Following up a previous post, I’ve now managed to fully render the virtual networks connecting users and boards in all directions.
Last Friday I went to Matt Northam with some issues nesting repeat regions to achieve this, basically I had an SQL query returning the ‘boards’ of which user was part of, based on session variables, then needing to use those results in a second query matching other users who are also part of these user groups – the first post explains this a bit better. Anyway we couldn’t fix it, the first repeat region would execute but the ‘inner’ would go unrecognised.
Later on though, I tried again instead with completely creating the second recordset (the inner query) actually within the outer repeat region, meaning the SQL would be executed each time the loop is initialised, guaranteeing it being refreshed – and it worked. It was then an intricate case of appending and aggregating arrays of the recognised users into larger container arrays – essentially because one user could relate to another user through multiple connections – then looping through these to display them properly.

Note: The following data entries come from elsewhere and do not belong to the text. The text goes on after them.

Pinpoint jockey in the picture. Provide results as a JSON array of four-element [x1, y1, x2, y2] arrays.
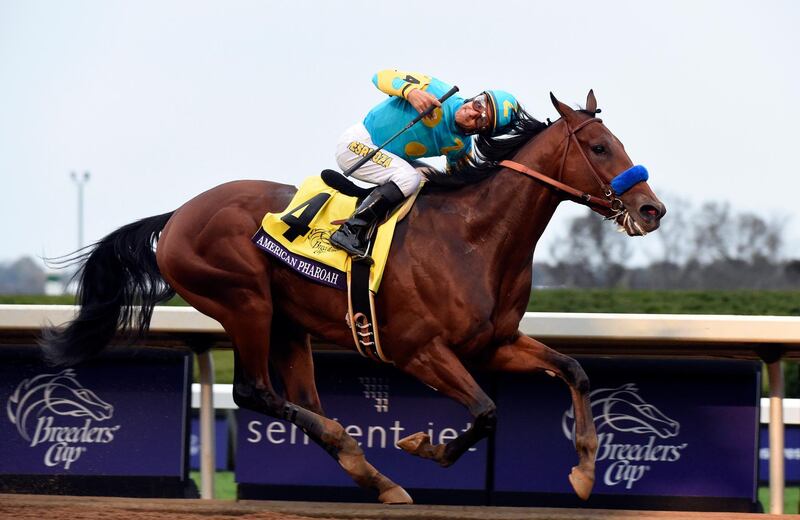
[[330, 70, 519, 256]]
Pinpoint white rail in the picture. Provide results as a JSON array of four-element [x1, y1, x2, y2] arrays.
[[0, 305, 800, 514]]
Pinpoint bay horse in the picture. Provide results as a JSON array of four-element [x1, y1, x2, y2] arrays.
[[42, 91, 665, 503]]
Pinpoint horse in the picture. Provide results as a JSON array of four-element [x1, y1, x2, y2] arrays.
[[42, 91, 665, 503]]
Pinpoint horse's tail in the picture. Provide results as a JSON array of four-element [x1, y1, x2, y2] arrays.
[[39, 212, 175, 366]]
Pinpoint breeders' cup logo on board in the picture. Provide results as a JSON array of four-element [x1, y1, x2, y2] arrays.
[[6, 368, 120, 470], [561, 383, 688, 489]]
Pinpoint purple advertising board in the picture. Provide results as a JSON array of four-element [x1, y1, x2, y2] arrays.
[[494, 359, 760, 507], [236, 354, 760, 511], [236, 353, 487, 499], [0, 346, 192, 479]]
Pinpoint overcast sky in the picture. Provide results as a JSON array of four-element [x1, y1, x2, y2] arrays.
[[0, 0, 800, 268]]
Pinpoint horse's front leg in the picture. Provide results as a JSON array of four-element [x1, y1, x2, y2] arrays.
[[487, 335, 597, 500], [395, 343, 497, 467]]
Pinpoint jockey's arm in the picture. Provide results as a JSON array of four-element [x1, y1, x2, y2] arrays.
[[372, 69, 442, 114]]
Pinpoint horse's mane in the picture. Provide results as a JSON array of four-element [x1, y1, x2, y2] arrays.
[[425, 107, 548, 190]]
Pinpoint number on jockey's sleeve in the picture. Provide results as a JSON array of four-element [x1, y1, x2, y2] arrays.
[[372, 69, 431, 99]]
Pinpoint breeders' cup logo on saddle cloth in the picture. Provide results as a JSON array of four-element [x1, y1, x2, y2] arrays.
[[561, 383, 688, 489], [308, 228, 337, 254], [6, 368, 120, 470]]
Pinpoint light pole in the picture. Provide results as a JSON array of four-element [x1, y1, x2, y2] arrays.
[[69, 172, 89, 249]]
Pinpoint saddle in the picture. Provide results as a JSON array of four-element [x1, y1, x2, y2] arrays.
[[251, 170, 421, 362]]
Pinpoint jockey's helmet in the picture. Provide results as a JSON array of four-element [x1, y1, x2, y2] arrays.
[[484, 90, 519, 135]]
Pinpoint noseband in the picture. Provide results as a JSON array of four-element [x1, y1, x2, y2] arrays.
[[498, 117, 646, 216]]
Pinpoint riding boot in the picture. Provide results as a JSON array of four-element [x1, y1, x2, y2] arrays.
[[331, 182, 405, 257]]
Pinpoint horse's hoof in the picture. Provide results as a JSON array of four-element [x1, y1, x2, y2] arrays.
[[378, 486, 414, 504], [569, 466, 594, 500], [397, 432, 431, 455]]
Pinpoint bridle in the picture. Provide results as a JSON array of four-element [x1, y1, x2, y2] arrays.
[[497, 117, 625, 214]]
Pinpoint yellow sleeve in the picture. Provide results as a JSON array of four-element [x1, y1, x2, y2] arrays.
[[372, 69, 431, 99]]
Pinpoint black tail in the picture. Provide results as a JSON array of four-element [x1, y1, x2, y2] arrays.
[[39, 212, 175, 366]]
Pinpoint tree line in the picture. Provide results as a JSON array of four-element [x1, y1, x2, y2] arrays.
[[533, 197, 800, 290]]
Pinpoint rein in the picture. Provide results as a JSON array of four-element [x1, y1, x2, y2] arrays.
[[497, 117, 625, 213]]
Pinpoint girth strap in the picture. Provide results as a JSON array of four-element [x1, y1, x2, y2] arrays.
[[497, 160, 616, 210]]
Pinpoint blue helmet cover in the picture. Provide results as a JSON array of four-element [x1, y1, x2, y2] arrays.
[[486, 90, 519, 134], [611, 164, 649, 195]]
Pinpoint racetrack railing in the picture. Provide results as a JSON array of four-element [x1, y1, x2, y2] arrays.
[[0, 305, 800, 514]]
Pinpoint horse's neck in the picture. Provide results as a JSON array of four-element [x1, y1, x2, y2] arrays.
[[456, 136, 560, 268]]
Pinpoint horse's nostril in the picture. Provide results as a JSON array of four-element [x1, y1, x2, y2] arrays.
[[639, 204, 661, 220]]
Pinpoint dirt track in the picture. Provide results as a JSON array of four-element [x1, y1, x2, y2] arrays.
[[0, 495, 798, 520]]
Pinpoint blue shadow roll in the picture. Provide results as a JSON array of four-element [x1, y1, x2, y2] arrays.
[[611, 164, 649, 195]]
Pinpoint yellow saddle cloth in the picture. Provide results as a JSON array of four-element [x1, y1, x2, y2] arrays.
[[252, 176, 416, 293]]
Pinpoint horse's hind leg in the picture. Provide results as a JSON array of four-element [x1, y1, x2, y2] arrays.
[[487, 336, 597, 500], [226, 315, 412, 504], [395, 343, 497, 467]]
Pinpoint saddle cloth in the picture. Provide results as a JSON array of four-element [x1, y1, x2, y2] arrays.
[[252, 176, 416, 293]]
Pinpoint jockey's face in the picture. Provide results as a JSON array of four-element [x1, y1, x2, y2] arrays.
[[456, 94, 491, 134]]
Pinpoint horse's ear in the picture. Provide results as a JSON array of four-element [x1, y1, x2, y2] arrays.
[[586, 89, 597, 114], [550, 92, 575, 119]]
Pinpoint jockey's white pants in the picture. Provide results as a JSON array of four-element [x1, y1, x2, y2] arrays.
[[336, 123, 422, 197]]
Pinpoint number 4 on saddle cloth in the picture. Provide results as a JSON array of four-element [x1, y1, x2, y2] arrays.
[[252, 176, 419, 362]]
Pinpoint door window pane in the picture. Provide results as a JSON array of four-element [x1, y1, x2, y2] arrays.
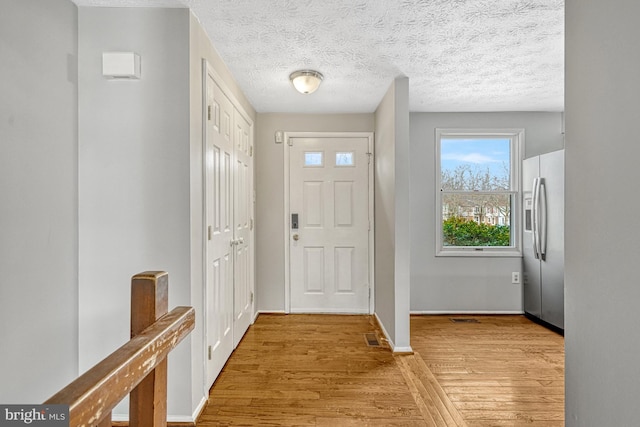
[[304, 151, 324, 167]]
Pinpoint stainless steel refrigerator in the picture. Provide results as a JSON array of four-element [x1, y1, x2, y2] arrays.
[[522, 150, 564, 330]]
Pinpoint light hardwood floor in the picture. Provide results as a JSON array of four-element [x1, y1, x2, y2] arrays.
[[197, 315, 564, 427]]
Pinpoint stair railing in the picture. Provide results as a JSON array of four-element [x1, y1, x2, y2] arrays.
[[45, 271, 195, 427]]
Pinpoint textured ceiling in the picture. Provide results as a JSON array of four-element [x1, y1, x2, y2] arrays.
[[69, 0, 564, 113]]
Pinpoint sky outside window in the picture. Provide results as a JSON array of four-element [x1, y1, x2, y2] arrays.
[[440, 138, 511, 184]]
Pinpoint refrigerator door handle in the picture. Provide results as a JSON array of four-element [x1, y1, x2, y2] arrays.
[[539, 179, 547, 261], [531, 178, 540, 259]]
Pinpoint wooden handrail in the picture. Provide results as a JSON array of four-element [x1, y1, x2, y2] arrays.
[[45, 272, 195, 427]]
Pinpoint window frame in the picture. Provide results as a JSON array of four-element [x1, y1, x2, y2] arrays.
[[435, 128, 524, 257]]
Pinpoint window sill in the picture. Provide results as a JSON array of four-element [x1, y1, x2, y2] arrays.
[[436, 248, 522, 258]]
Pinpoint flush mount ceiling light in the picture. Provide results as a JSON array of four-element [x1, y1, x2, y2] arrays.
[[289, 70, 324, 94]]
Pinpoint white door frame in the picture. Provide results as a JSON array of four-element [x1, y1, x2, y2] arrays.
[[282, 132, 375, 314], [201, 59, 257, 396]]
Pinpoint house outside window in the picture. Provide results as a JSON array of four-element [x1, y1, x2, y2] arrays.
[[435, 129, 524, 256]]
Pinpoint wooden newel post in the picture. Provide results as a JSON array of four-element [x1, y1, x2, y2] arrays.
[[129, 271, 169, 427]]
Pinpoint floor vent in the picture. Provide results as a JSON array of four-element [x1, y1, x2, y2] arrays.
[[449, 317, 480, 323], [364, 332, 380, 347]]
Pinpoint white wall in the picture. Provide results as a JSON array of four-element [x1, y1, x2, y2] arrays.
[[255, 113, 374, 312], [411, 113, 563, 312], [375, 78, 411, 351], [565, 0, 640, 427], [78, 7, 192, 421], [0, 0, 78, 403]]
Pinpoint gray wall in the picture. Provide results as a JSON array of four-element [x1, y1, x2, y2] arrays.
[[411, 113, 563, 312], [565, 0, 640, 427], [375, 78, 411, 351], [0, 0, 78, 403], [78, 7, 192, 420], [255, 113, 374, 312]]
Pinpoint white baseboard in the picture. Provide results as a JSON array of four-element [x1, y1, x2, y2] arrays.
[[256, 310, 287, 318], [291, 308, 369, 316], [373, 313, 396, 350], [373, 313, 413, 353], [411, 310, 524, 314], [191, 396, 209, 424]]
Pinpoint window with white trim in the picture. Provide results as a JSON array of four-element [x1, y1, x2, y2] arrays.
[[436, 129, 524, 256]]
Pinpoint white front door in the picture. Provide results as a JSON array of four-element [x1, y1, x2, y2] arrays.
[[289, 137, 370, 313], [205, 75, 234, 385]]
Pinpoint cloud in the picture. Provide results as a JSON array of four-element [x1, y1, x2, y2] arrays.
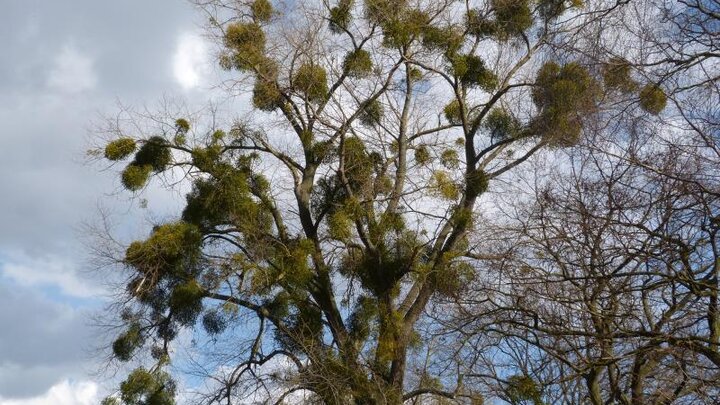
[[173, 33, 210, 90], [0, 249, 102, 298], [0, 380, 100, 405], [47, 44, 97, 93]]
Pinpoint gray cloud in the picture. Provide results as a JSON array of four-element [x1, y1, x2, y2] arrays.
[[0, 285, 93, 397], [0, 0, 218, 398]]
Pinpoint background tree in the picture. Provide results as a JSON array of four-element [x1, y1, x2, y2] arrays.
[[436, 1, 720, 404], [90, 0, 632, 404]]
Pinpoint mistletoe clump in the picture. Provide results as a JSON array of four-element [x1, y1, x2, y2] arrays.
[[359, 100, 384, 127], [252, 77, 283, 112], [329, 0, 353, 34], [120, 163, 152, 191], [531, 62, 599, 147], [221, 22, 266, 71], [293, 63, 328, 102], [483, 107, 522, 140], [105, 138, 137, 160], [250, 0, 273, 22], [490, 0, 533, 37], [640, 84, 667, 115], [125, 221, 202, 287], [603, 58, 637, 93], [117, 368, 176, 405], [343, 49, 373, 78], [451, 55, 497, 91]]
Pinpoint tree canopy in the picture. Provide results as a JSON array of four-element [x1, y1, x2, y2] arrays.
[[93, 0, 720, 405]]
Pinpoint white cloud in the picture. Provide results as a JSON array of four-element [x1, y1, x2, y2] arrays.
[[0, 254, 102, 298], [47, 44, 97, 93], [173, 33, 210, 90], [0, 380, 100, 405]]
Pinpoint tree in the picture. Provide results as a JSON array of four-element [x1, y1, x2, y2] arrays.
[[433, 1, 720, 404], [97, 0, 636, 404]]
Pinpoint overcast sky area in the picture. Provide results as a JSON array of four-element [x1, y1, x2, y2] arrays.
[[0, 0, 224, 405]]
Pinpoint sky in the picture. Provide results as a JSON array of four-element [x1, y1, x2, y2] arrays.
[[0, 0, 218, 405]]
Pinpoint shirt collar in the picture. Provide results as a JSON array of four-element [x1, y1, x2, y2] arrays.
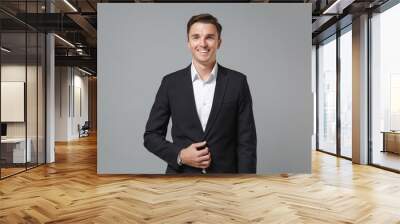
[[190, 61, 218, 82]]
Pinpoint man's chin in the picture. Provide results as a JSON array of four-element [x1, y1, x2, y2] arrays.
[[196, 58, 213, 65]]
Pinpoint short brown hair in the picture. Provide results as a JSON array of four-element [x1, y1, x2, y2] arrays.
[[186, 13, 222, 38]]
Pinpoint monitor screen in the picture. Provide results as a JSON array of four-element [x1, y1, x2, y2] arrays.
[[1, 123, 7, 136]]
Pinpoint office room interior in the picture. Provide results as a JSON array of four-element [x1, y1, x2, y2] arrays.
[[0, 0, 400, 223]]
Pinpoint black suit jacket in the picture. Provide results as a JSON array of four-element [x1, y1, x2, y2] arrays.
[[144, 65, 257, 173]]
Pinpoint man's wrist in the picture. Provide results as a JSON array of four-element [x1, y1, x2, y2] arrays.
[[176, 150, 183, 166]]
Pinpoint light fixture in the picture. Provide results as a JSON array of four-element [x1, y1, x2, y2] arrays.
[[322, 0, 341, 14], [78, 67, 92, 76], [1, 47, 11, 53], [64, 0, 78, 12], [54, 34, 75, 48]]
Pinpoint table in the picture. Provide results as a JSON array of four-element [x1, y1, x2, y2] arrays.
[[1, 138, 32, 163]]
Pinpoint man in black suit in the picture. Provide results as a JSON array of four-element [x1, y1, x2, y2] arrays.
[[144, 14, 257, 173]]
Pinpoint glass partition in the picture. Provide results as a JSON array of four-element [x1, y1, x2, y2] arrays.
[[371, 4, 400, 170], [317, 35, 336, 154], [0, 32, 27, 177], [339, 26, 353, 158], [0, 1, 46, 179]]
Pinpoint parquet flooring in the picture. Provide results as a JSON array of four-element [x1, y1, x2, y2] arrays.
[[0, 134, 400, 224]]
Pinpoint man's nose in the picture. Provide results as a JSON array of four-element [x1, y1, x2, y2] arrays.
[[200, 38, 207, 47]]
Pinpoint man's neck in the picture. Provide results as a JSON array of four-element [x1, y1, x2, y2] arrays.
[[193, 60, 216, 80]]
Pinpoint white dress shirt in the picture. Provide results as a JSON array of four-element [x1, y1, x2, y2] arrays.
[[191, 62, 218, 131]]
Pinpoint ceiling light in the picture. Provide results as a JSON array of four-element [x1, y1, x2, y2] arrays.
[[1, 47, 11, 53], [64, 0, 78, 12], [322, 0, 341, 14], [54, 34, 75, 48], [78, 67, 92, 75]]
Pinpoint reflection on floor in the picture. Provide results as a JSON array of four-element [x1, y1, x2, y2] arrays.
[[372, 150, 400, 170], [1, 167, 25, 178], [1, 163, 42, 178]]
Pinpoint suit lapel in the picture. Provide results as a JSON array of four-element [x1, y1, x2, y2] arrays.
[[205, 64, 228, 139], [183, 64, 204, 138]]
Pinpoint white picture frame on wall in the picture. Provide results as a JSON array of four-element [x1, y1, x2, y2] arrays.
[[1, 82, 25, 122]]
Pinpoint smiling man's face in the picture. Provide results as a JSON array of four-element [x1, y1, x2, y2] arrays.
[[188, 22, 221, 65]]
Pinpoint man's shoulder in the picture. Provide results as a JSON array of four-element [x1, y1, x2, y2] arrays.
[[163, 67, 188, 81], [218, 65, 246, 80]]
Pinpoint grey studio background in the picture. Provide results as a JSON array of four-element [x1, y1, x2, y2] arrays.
[[97, 3, 313, 174]]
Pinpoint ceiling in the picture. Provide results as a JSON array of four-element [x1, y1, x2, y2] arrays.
[[0, 0, 394, 73]]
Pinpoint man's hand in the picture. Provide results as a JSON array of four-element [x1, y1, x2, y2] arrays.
[[180, 142, 211, 168]]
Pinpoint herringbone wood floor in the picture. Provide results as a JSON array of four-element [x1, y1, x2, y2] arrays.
[[0, 134, 400, 224]]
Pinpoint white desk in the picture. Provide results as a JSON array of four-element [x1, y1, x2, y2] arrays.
[[1, 138, 32, 163]]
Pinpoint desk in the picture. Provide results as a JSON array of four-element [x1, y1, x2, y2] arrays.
[[1, 138, 32, 163], [382, 131, 400, 154]]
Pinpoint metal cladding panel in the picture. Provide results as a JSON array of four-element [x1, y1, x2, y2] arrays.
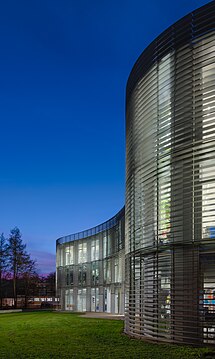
[[125, 1, 215, 345]]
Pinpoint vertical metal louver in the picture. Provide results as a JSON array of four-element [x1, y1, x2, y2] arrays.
[[125, 1, 215, 344]]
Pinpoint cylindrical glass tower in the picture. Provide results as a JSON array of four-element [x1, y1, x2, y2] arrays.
[[125, 1, 215, 344]]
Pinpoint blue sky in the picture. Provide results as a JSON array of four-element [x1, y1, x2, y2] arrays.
[[0, 0, 208, 273]]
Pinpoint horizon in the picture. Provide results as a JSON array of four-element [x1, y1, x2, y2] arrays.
[[0, 0, 209, 274]]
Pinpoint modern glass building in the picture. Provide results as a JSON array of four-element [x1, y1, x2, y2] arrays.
[[125, 1, 215, 344], [57, 208, 125, 314]]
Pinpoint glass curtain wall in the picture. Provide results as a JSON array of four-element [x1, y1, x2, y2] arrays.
[[125, 2, 215, 345], [57, 208, 125, 314]]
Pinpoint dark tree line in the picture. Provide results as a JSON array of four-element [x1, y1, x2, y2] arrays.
[[0, 227, 55, 308]]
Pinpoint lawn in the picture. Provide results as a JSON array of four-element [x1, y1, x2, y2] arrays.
[[0, 312, 211, 359]]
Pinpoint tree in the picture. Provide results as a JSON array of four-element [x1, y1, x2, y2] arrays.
[[0, 233, 8, 308], [7, 227, 30, 308]]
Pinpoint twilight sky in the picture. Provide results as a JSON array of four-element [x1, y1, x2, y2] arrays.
[[0, 0, 208, 273]]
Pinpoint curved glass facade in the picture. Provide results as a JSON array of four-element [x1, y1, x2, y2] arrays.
[[57, 208, 125, 314], [125, 1, 215, 344]]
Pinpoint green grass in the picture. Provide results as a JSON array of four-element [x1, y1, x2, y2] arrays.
[[0, 312, 211, 359]]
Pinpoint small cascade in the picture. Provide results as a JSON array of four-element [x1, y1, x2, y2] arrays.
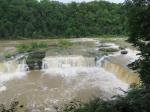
[[97, 49, 140, 84], [102, 60, 140, 84], [0, 58, 29, 84], [42, 56, 95, 69]]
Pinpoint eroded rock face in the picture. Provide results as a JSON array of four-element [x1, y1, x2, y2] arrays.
[[26, 51, 45, 70]]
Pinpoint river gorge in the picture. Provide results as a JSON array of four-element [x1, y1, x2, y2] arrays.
[[0, 38, 140, 112]]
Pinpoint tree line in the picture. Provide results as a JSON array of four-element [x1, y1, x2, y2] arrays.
[[64, 0, 150, 112], [0, 0, 127, 39]]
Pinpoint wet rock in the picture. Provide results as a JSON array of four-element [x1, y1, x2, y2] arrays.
[[99, 47, 119, 52], [119, 47, 125, 50], [26, 52, 45, 70], [121, 50, 128, 54]]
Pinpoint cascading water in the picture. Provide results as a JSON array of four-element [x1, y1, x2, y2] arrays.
[[43, 56, 128, 98], [0, 58, 28, 91]]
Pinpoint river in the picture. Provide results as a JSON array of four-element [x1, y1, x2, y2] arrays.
[[0, 38, 140, 112]]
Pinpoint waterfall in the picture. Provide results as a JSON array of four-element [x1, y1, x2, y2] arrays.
[[0, 58, 28, 84], [42, 53, 140, 84], [102, 60, 140, 84], [42, 56, 95, 69]]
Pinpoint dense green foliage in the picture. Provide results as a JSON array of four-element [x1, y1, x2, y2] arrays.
[[0, 0, 127, 39], [127, 0, 150, 87]]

With some tweaking this was replicated for the Immediate Network based on finding users connecting to groups that you have created, then formatting everything so usernames and board names are links to relevant pages.
A lot of conditional statements and some hand-coded PHP and SQL were needed but the end result is quite useful.
Also on Friday I spoke to Matt about some problems passing PHP variables to Flash. With absolutely no reason that either of us could find, Flash was accepting some variables – static, sessions and POST variables – and completely ignoring those defined by the GET method, which was needed. In the end we used the <param> and <embed> tags to pass variables directly, rather than using the Actionscript of before to read an echo output from the PHP. GET variables worked fine this way.
This now means I have a complete communication between the SQL through PHP to Flash with a pretty clean retrieval from the database when I need it. The way in which Flash Media Server assigns instances to .swf visits means I can also handle the large majority of user authentication through the PHP/HTML that I’ve been developing so far, perhaps only to use further Actionscript authentication as additional verification.